Литмир - Электронная Библиотека
A
A

Так сказал Старый Мышка. Затем он изрядно хлебнул настойки от камней, разложил себе постель и улегся спать, потому что небо уже затянули сумерки. А Кубе мысль о походе в церковь вдруг показалась такой отвратительной, что его даже мутить начало; к тому же двадцати крейцеров у него тоже не было, а если бы и были, то он наверняка нашел бы им другое применение.
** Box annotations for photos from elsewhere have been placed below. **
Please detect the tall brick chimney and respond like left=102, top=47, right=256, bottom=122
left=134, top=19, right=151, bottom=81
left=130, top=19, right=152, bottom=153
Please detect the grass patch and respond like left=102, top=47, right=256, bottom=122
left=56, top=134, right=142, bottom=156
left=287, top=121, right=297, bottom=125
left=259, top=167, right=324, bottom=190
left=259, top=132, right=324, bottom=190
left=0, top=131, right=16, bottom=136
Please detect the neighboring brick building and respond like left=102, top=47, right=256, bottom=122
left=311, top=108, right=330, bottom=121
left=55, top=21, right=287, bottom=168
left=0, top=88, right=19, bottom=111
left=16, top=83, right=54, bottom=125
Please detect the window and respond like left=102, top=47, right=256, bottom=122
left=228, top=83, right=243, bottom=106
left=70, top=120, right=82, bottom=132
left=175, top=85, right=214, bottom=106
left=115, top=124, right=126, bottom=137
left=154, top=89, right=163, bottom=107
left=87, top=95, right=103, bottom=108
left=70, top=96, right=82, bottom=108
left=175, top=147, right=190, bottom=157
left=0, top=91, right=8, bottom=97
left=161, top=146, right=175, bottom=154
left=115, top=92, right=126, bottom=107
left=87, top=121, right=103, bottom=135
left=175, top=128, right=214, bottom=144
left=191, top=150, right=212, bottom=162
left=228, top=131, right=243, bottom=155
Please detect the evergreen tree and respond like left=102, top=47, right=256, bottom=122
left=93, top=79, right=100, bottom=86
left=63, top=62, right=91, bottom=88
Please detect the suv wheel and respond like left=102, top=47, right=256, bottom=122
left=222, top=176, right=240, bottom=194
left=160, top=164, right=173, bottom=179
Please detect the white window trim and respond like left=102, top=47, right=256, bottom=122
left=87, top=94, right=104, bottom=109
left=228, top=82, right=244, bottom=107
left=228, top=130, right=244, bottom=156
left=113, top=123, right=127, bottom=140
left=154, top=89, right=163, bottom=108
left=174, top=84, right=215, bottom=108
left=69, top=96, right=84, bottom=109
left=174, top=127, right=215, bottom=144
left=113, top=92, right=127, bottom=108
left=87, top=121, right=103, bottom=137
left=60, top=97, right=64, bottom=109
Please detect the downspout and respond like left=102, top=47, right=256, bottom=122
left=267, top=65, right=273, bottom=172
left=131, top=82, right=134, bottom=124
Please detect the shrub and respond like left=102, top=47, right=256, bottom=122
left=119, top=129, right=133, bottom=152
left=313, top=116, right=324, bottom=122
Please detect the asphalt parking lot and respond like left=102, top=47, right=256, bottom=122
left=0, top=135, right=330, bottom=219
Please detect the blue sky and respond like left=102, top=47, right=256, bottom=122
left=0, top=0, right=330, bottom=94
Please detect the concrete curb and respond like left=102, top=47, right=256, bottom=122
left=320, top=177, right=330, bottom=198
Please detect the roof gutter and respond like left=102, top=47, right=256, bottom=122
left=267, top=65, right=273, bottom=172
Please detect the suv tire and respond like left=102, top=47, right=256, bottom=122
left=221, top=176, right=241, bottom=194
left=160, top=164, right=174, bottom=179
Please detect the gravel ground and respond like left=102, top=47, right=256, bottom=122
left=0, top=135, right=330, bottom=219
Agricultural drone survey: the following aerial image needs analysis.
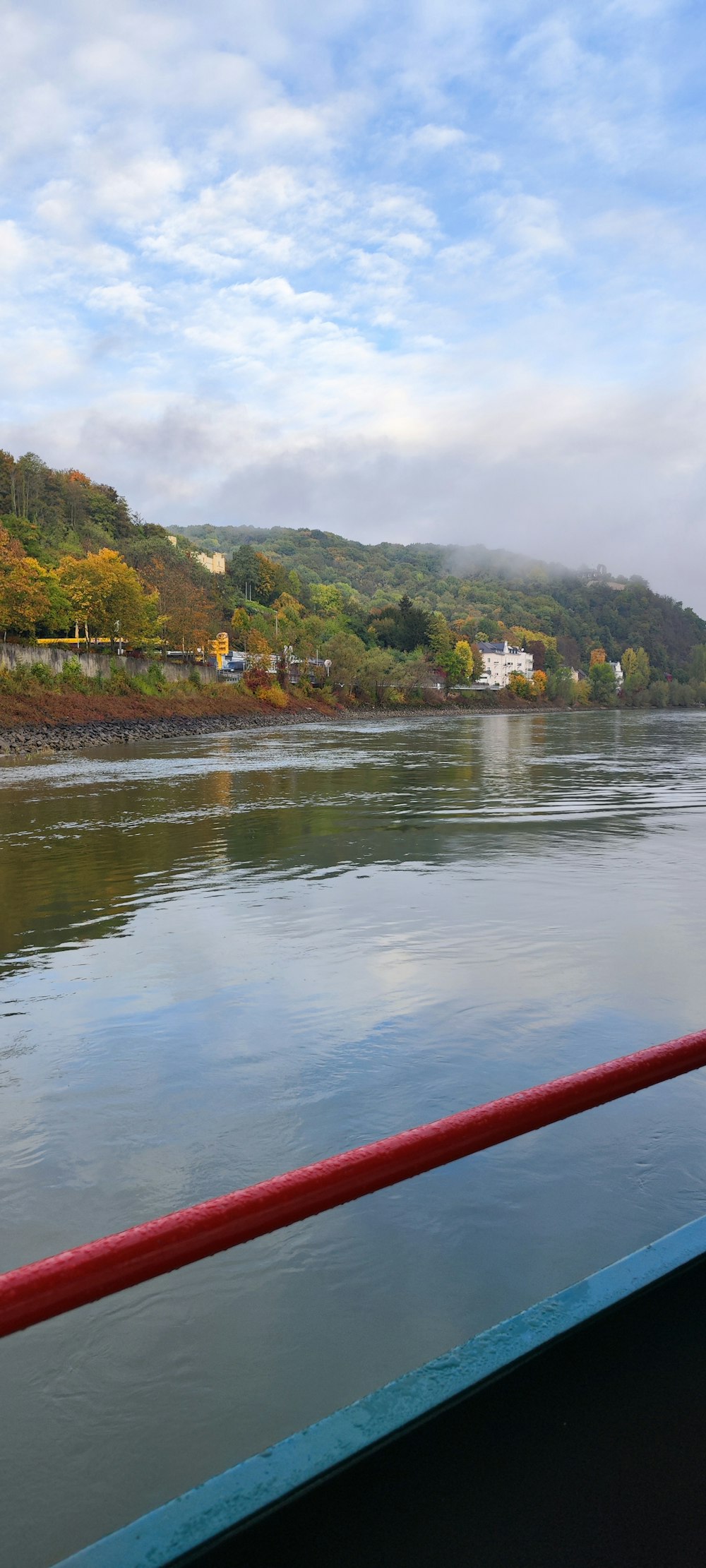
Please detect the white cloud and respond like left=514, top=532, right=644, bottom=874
left=88, top=282, right=154, bottom=321
left=409, top=126, right=466, bottom=152
left=0, top=0, right=706, bottom=609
Куба вышел на улицу закурить махорку и успокоить мысли. Призрак девушки в белом снова замаячил где-то в полях за деревней, даже ближе, чем в прошлый раз. Куба поморгал, и фигура исчезла. В сумерках всякое случается, сказал он себе. И сам в это не поверил.

XIV. Об изгнании боли

Сказывают, что когда не помогают лекарства и всякие снадобья, следует прибегать к иным способам избавления от боли. Ибо боль входит в человека, как черепаха в коровье вымя, и ищет себе место, чтобы устроиться.

У Старого Мышки таких болей было шесть. Одна дергала, другая колола, третья ныла, четвертая рвала, пятая мотала, а последняя давила и была, пожалуй, хуже других, поскольку, хоть и была не слишком сильна, но ни на минуту не отпускала и непрестанно портила жизнь.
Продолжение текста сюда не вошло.